Eğitimci-Yazar Rumeysa Sarısaçlı Hocahanım, Cumartesi günü bayanlara yönelik yapmış olduğu tefsir dersini internet üzerinden canlı olarak gerçekleştirmeye başladı. Hocahanım, Tefsir Dersi sonunda internet üzerinden kendisine yöneltilen “Erdoğan’ın İslam’ın güncellenmesinin gerektiğini ve İslam’ın 14 asır öncesi hükümleriyle bugün uygulayamazsınız şeklindeki açıklamasını ve sosyal medya ile kamuoyundan büyük tepki alması neticesinde bu konuşmalarına açıklık getirmesini nasıl değerlendiriyorsunuz?” sorusu üzerine, “Bu acayip bir açıklama biz normalde bu açıklamayı kimlerden duyarız; tamamen laikliği benimsemiş o cenahtan… Eğer bu açıklamayı o cenahtan biri yapsaydı bugün Türkiye'de yer yerinden oynardı” diyerek İslami camianın bunu konuşmaya cesareti olmadığını ifade etti.
Rumeysa Sarısaçlı Hocahanım'ın açıklamasının tamamı;
ÇOK ACAYİP BİR AÇIKLAMA
Çok acayip bir açıklama, bu açıklamaya ancak böyle diyebilirim.

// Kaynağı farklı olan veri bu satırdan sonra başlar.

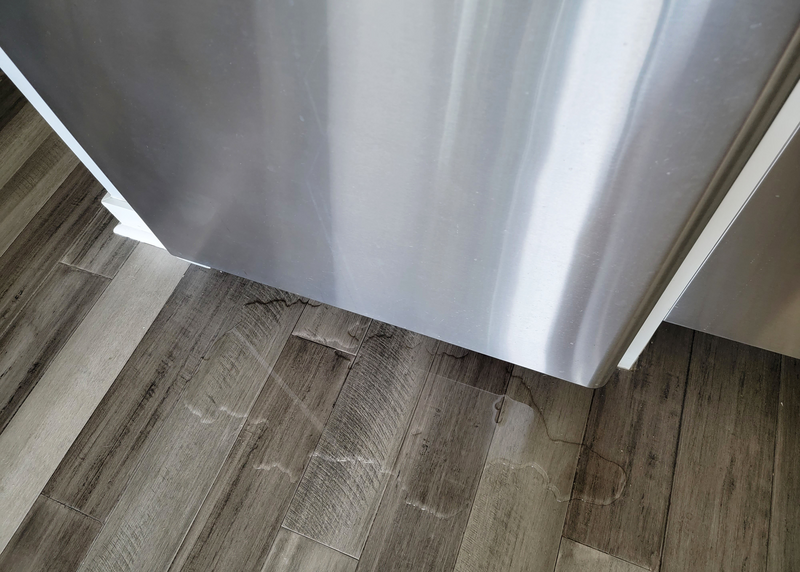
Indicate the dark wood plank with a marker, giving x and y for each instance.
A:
(294, 553)
(156, 509)
(519, 509)
(426, 504)
(32, 186)
(337, 498)
(721, 494)
(332, 327)
(634, 422)
(52, 537)
(465, 366)
(574, 557)
(44, 241)
(243, 511)
(40, 331)
(92, 475)
(50, 419)
(98, 249)
(11, 100)
(784, 531)
(19, 138)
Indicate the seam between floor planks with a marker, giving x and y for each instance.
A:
(675, 465)
(222, 465)
(20, 449)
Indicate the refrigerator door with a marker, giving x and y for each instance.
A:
(748, 290)
(511, 177)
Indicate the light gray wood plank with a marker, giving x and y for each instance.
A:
(52, 537)
(146, 527)
(29, 345)
(425, 507)
(721, 494)
(575, 557)
(32, 255)
(98, 249)
(634, 422)
(332, 327)
(294, 553)
(243, 511)
(519, 509)
(337, 498)
(93, 474)
(784, 531)
(52, 416)
(19, 138)
(465, 366)
(32, 186)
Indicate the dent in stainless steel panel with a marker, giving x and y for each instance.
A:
(508, 176)
(749, 288)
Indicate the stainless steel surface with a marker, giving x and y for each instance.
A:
(748, 289)
(508, 176)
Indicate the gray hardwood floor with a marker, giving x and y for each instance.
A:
(157, 418)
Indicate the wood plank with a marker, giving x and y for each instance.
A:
(97, 249)
(784, 531)
(465, 366)
(29, 345)
(44, 241)
(19, 138)
(425, 508)
(52, 416)
(574, 557)
(32, 186)
(146, 527)
(721, 493)
(93, 474)
(52, 537)
(634, 422)
(519, 509)
(294, 553)
(332, 327)
(243, 511)
(340, 492)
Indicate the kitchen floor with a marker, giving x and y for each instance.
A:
(161, 416)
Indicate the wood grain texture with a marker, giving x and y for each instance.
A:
(634, 422)
(784, 531)
(52, 416)
(32, 341)
(337, 498)
(19, 138)
(32, 186)
(721, 493)
(243, 511)
(154, 513)
(425, 507)
(44, 241)
(519, 509)
(52, 538)
(294, 553)
(574, 557)
(465, 366)
(93, 474)
(97, 249)
(332, 327)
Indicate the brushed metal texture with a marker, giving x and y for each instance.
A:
(507, 176)
(748, 289)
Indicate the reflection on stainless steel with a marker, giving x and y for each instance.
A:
(749, 288)
(508, 176)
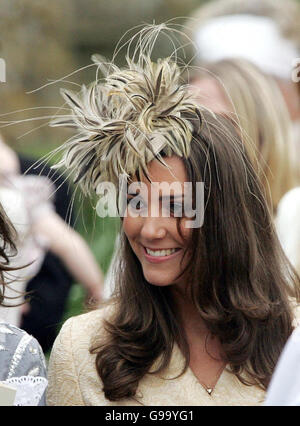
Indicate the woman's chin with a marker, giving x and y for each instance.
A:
(158, 281)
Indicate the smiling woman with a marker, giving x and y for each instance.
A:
(200, 314)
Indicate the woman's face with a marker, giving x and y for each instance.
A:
(155, 240)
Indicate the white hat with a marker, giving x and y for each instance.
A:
(254, 38)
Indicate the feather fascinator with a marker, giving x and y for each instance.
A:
(126, 120)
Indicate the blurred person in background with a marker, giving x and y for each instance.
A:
(267, 34)
(22, 362)
(28, 201)
(284, 389)
(198, 316)
(264, 32)
(240, 91)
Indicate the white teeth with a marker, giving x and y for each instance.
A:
(160, 253)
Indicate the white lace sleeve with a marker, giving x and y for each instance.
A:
(29, 389)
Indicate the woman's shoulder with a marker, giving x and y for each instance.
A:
(22, 365)
(20, 353)
(81, 330)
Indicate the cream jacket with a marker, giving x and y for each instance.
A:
(73, 379)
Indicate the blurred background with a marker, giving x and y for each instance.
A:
(42, 41)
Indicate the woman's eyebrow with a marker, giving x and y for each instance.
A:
(171, 196)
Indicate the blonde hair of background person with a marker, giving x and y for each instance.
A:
(283, 37)
(237, 88)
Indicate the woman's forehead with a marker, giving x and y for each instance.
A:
(175, 172)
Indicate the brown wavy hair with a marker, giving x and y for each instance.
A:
(8, 236)
(239, 279)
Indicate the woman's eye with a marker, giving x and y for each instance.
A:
(176, 209)
(136, 203)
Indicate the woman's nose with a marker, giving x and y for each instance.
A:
(153, 227)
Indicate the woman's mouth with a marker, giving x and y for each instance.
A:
(160, 255)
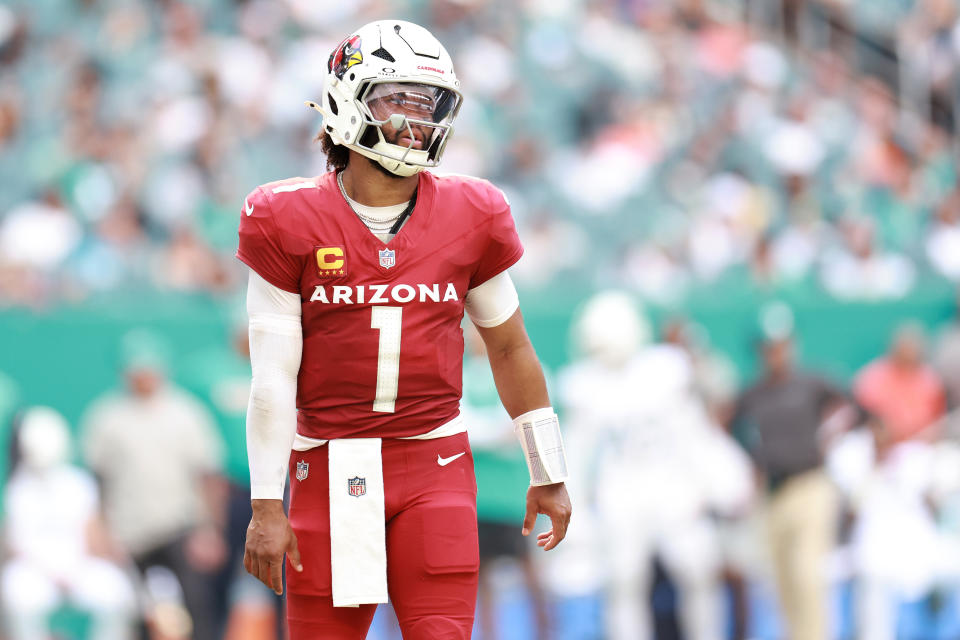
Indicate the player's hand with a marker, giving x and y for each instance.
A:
(269, 537)
(551, 500)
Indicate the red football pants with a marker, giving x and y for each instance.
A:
(432, 556)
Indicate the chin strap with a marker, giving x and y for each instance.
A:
(539, 435)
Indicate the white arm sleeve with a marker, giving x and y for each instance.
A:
(493, 302)
(276, 343)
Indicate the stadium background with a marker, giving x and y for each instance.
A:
(708, 156)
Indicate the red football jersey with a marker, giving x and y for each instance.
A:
(382, 344)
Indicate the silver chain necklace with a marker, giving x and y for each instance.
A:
(366, 219)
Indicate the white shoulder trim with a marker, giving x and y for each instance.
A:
(296, 186)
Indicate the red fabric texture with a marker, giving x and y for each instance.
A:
(459, 235)
(432, 554)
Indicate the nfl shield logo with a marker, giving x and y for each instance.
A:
(303, 470)
(388, 258)
(356, 486)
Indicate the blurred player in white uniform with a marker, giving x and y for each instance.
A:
(898, 551)
(656, 467)
(51, 509)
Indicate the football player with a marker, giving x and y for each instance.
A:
(358, 282)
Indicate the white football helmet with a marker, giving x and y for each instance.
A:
(391, 95)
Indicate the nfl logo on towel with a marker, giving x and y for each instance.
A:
(388, 258)
(303, 470)
(356, 486)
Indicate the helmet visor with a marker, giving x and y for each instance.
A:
(413, 100)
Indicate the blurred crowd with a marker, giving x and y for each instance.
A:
(665, 148)
(680, 143)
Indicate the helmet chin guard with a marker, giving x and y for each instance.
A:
(391, 95)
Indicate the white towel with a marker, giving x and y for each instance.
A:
(358, 550)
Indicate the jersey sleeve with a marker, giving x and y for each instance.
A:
(261, 247)
(503, 248)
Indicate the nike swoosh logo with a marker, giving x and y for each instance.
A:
(445, 461)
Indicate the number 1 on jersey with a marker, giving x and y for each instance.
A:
(388, 321)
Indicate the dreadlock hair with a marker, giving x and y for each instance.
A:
(338, 156)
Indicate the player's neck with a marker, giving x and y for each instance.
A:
(367, 185)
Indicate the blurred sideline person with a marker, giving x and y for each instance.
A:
(657, 468)
(898, 552)
(219, 374)
(499, 466)
(55, 542)
(902, 390)
(358, 282)
(157, 456)
(778, 419)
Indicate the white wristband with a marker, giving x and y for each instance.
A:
(539, 435)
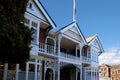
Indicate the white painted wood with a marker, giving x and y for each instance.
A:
(17, 71)
(5, 71)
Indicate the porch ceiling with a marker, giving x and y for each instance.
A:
(68, 44)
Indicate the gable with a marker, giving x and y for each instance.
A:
(96, 43)
(73, 33)
(72, 30)
(35, 11)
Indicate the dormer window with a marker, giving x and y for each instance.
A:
(30, 5)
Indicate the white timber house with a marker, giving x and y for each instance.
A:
(61, 55)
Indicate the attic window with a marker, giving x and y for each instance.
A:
(30, 5)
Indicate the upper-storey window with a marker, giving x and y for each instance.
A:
(27, 21)
(34, 25)
(30, 5)
(118, 71)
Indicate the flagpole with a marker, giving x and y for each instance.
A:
(74, 10)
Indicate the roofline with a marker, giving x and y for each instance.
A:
(45, 11)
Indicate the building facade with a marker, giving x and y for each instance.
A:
(61, 55)
(115, 72)
(104, 72)
(109, 72)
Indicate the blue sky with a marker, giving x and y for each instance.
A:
(101, 17)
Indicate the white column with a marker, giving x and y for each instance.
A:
(58, 70)
(76, 73)
(55, 46)
(91, 53)
(76, 51)
(38, 31)
(80, 45)
(81, 72)
(27, 70)
(91, 74)
(59, 41)
(35, 78)
(5, 71)
(17, 71)
(84, 74)
(54, 74)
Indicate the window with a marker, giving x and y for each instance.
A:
(119, 71)
(30, 5)
(27, 21)
(34, 26)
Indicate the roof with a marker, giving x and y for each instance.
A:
(45, 13)
(90, 38)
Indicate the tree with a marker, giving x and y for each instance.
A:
(15, 37)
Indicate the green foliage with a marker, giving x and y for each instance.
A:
(15, 37)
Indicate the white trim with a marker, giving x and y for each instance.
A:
(42, 9)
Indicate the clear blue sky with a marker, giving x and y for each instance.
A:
(100, 17)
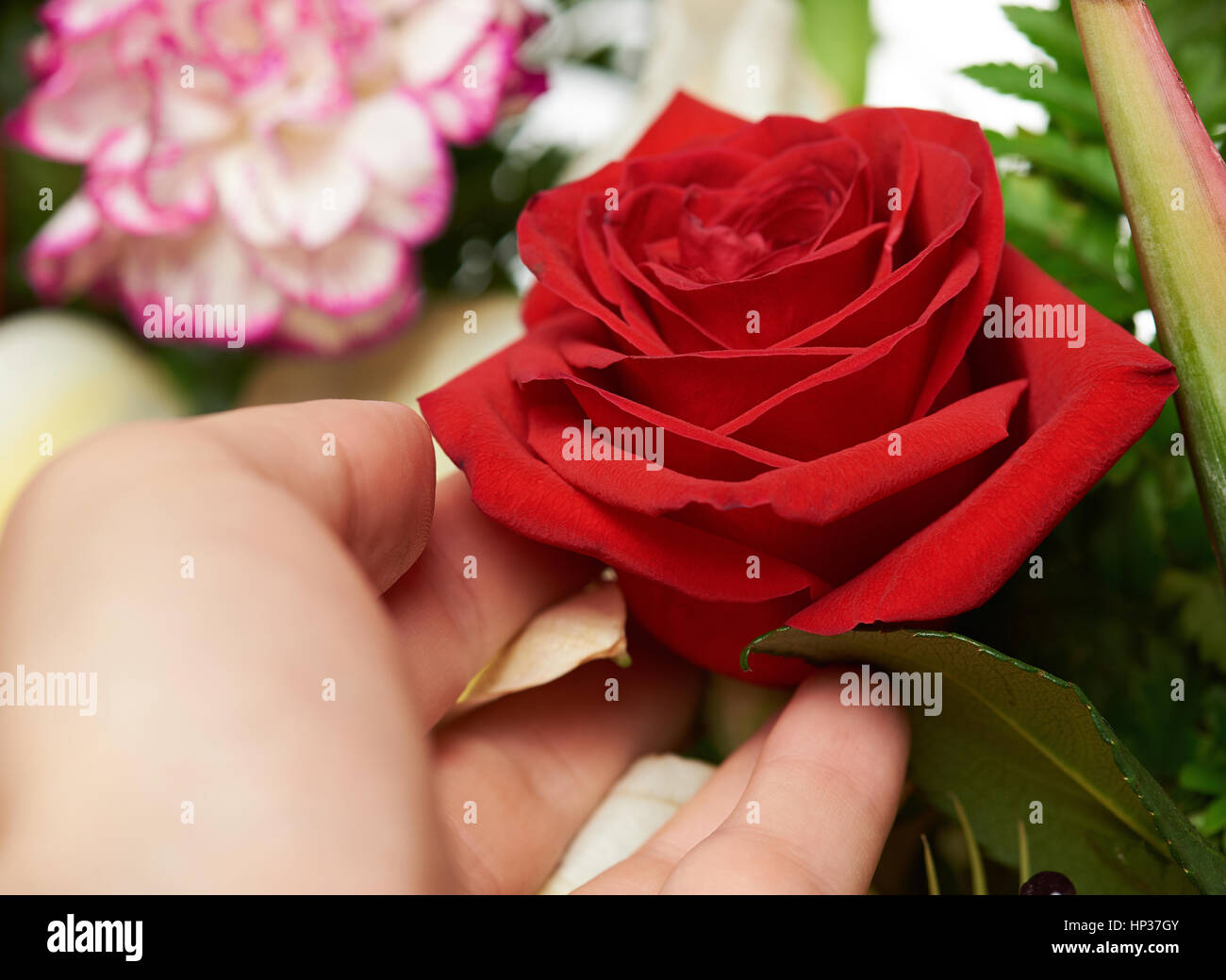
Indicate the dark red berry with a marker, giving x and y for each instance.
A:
(1047, 883)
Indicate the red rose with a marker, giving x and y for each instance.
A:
(851, 433)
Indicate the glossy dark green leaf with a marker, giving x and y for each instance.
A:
(1009, 736)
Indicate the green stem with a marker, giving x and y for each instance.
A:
(1173, 184)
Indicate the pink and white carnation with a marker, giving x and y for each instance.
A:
(286, 156)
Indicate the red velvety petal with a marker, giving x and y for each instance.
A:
(816, 493)
(481, 421)
(1084, 408)
(985, 228)
(712, 634)
(894, 164)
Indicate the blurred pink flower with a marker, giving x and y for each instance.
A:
(282, 155)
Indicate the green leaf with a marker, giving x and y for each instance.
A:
(1087, 164)
(1052, 31)
(979, 878)
(1075, 241)
(838, 35)
(1067, 97)
(930, 869)
(1009, 734)
(1164, 155)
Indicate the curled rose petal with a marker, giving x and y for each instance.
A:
(789, 372)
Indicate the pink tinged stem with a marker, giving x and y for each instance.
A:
(1173, 184)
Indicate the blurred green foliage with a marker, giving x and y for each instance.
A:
(1063, 208)
(838, 36)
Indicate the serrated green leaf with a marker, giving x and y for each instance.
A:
(1052, 31)
(1074, 241)
(1068, 98)
(1010, 734)
(1086, 164)
(838, 35)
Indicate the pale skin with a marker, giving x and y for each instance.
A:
(350, 567)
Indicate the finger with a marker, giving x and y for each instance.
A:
(531, 768)
(364, 468)
(473, 589)
(234, 693)
(645, 871)
(818, 806)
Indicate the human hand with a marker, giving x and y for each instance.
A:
(310, 568)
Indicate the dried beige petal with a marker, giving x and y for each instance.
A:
(651, 791)
(588, 625)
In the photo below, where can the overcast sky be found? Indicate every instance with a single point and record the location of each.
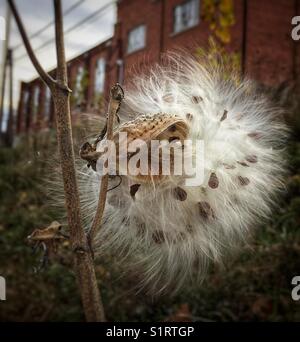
(37, 13)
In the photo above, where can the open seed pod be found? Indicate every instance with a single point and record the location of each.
(134, 145)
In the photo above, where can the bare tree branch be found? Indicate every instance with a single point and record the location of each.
(44, 76)
(83, 260)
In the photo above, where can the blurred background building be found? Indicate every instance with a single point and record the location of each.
(257, 32)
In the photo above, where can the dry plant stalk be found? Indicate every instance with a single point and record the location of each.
(116, 97)
(60, 91)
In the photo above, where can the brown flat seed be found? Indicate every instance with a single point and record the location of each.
(243, 180)
(172, 128)
(213, 181)
(133, 189)
(205, 210)
(158, 237)
(252, 159)
(254, 135)
(243, 164)
(180, 194)
(196, 99)
(224, 116)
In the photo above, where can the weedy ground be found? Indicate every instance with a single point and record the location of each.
(255, 285)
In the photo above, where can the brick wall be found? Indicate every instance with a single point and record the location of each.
(261, 34)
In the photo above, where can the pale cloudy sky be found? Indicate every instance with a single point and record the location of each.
(37, 13)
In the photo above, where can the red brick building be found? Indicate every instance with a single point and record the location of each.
(145, 29)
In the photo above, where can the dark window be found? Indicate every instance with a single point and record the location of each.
(136, 39)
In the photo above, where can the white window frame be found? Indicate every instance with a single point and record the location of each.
(99, 85)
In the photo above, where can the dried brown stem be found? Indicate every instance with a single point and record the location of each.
(83, 260)
(116, 97)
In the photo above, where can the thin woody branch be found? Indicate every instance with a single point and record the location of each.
(83, 261)
(116, 97)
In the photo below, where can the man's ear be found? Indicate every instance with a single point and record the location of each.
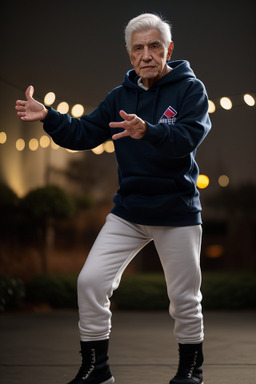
(129, 54)
(170, 50)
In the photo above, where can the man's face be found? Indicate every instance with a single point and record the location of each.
(149, 55)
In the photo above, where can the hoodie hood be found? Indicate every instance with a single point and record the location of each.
(181, 70)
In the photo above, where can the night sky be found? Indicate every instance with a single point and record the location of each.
(76, 49)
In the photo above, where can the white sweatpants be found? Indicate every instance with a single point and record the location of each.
(116, 245)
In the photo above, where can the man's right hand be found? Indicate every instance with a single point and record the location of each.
(30, 109)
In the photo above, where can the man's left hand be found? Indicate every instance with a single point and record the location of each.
(133, 126)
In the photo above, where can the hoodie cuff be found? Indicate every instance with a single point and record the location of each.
(154, 133)
(52, 119)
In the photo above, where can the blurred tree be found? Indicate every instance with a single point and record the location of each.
(41, 209)
(238, 205)
(9, 203)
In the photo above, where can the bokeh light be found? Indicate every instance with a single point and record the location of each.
(249, 100)
(33, 144)
(20, 144)
(223, 180)
(44, 141)
(49, 98)
(98, 150)
(212, 107)
(54, 145)
(203, 181)
(63, 107)
(109, 146)
(77, 110)
(226, 103)
(3, 137)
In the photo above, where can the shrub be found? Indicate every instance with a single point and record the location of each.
(227, 290)
(12, 293)
(57, 290)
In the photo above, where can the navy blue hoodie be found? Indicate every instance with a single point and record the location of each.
(157, 174)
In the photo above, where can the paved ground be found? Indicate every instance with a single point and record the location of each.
(42, 348)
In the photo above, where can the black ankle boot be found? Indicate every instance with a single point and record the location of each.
(94, 368)
(190, 365)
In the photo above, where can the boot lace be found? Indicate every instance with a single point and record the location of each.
(88, 366)
(187, 364)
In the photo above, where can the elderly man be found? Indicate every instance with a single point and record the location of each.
(157, 119)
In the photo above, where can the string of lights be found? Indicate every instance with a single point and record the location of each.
(77, 110)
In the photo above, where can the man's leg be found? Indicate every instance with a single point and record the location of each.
(116, 245)
(179, 251)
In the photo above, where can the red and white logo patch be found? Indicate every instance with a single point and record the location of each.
(168, 116)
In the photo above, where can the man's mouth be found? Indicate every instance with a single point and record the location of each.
(148, 67)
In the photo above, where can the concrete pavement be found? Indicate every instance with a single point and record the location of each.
(42, 348)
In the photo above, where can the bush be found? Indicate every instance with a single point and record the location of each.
(57, 290)
(229, 290)
(143, 291)
(12, 293)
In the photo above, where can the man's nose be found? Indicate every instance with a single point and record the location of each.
(146, 54)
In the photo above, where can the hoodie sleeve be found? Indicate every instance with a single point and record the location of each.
(79, 134)
(184, 136)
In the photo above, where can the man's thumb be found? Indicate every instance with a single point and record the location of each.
(29, 92)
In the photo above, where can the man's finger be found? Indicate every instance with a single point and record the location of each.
(120, 135)
(126, 116)
(29, 92)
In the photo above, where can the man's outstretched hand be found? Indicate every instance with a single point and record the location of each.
(30, 109)
(133, 126)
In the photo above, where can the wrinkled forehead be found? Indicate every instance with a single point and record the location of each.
(146, 37)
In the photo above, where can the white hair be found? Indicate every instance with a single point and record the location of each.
(147, 21)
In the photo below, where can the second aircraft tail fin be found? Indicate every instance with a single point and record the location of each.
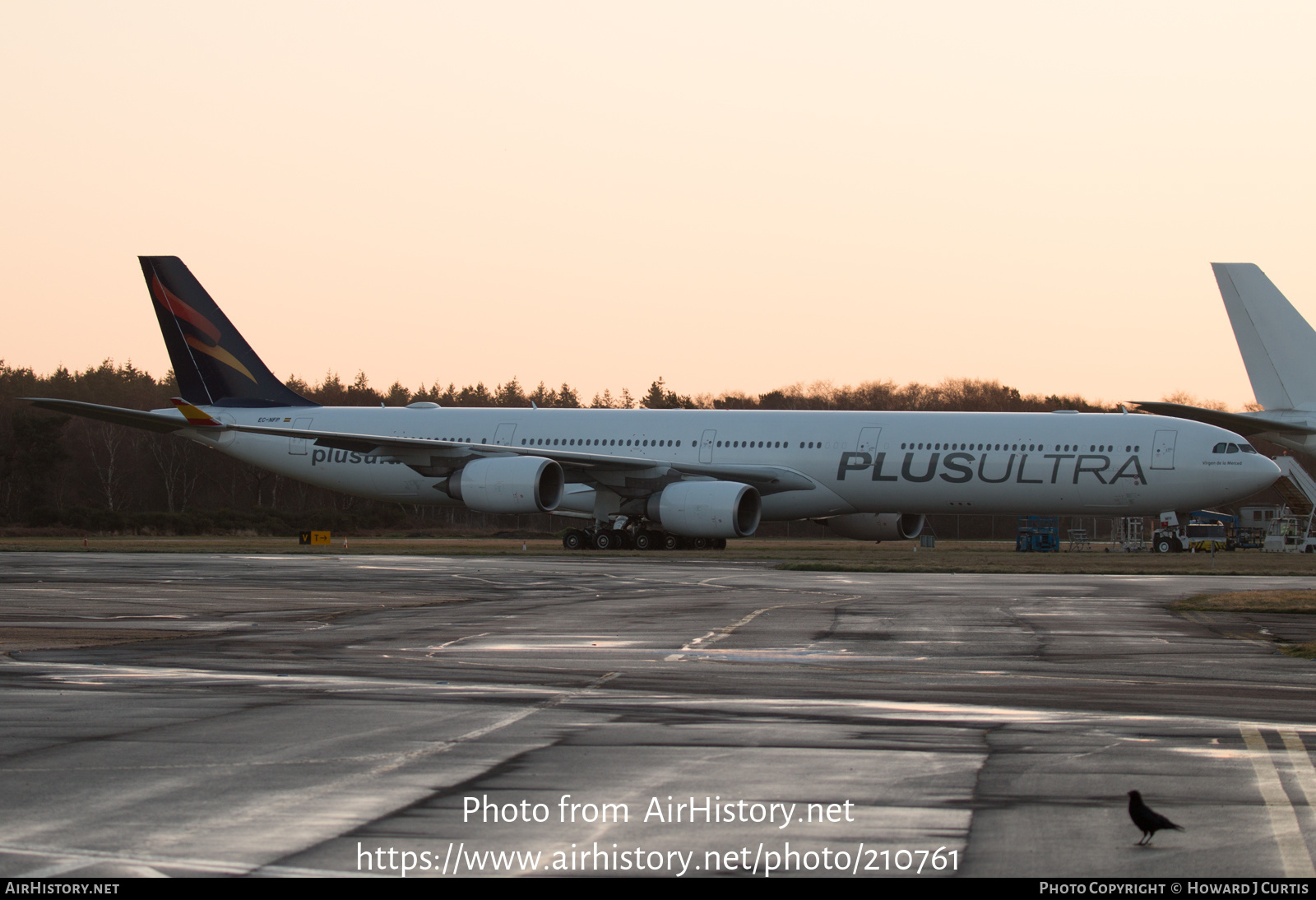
(1278, 346)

Duygularımızı da konuşmak gerekirse ben çok şaşırdım. Evet, birçok meselede bazı problemler var bir meselenin bu noktaya kadar gelmesi, böyle bir talihsiz bir açıklamanın yapılması gerçekten şaşkınlık verici bir durumdur. Çok da tepki gösterildi yani halkın ne düşündüğünü bilemiyoruz ama birçok hoca bu noktada sosyal medya üzerinden (başka bir yerden açıklama yapamıyorlar, biliyorsunuz televizyonlar kimlerin elinde belli) açıklama yaptı.
BU AÇIKLAMAYI O CENAHTAN BİRİLERİ YAPSAYDI BUGÜN TÜRKİYE'DE YER YERİNDEN OYNARDI
O açıklama tepkilerden dolayı yeni bir açıklama geldi. Başta ilk konuşma öyleydi hatta “Bunlar ya bu asırda yaşamıyorlar, çok farklı bir dünyada yaşıyorlar. Çünkü İslam'ın güncellenmesinin gerektiğini bilmeyecek kadar da aciz bunlar. Siz İslam'ı 14 asır öncesi hükümleri ile bugün uygulayamazsınız. Beni birçok Hocaefendi tefe koyacak o ayrı mesele” dedi.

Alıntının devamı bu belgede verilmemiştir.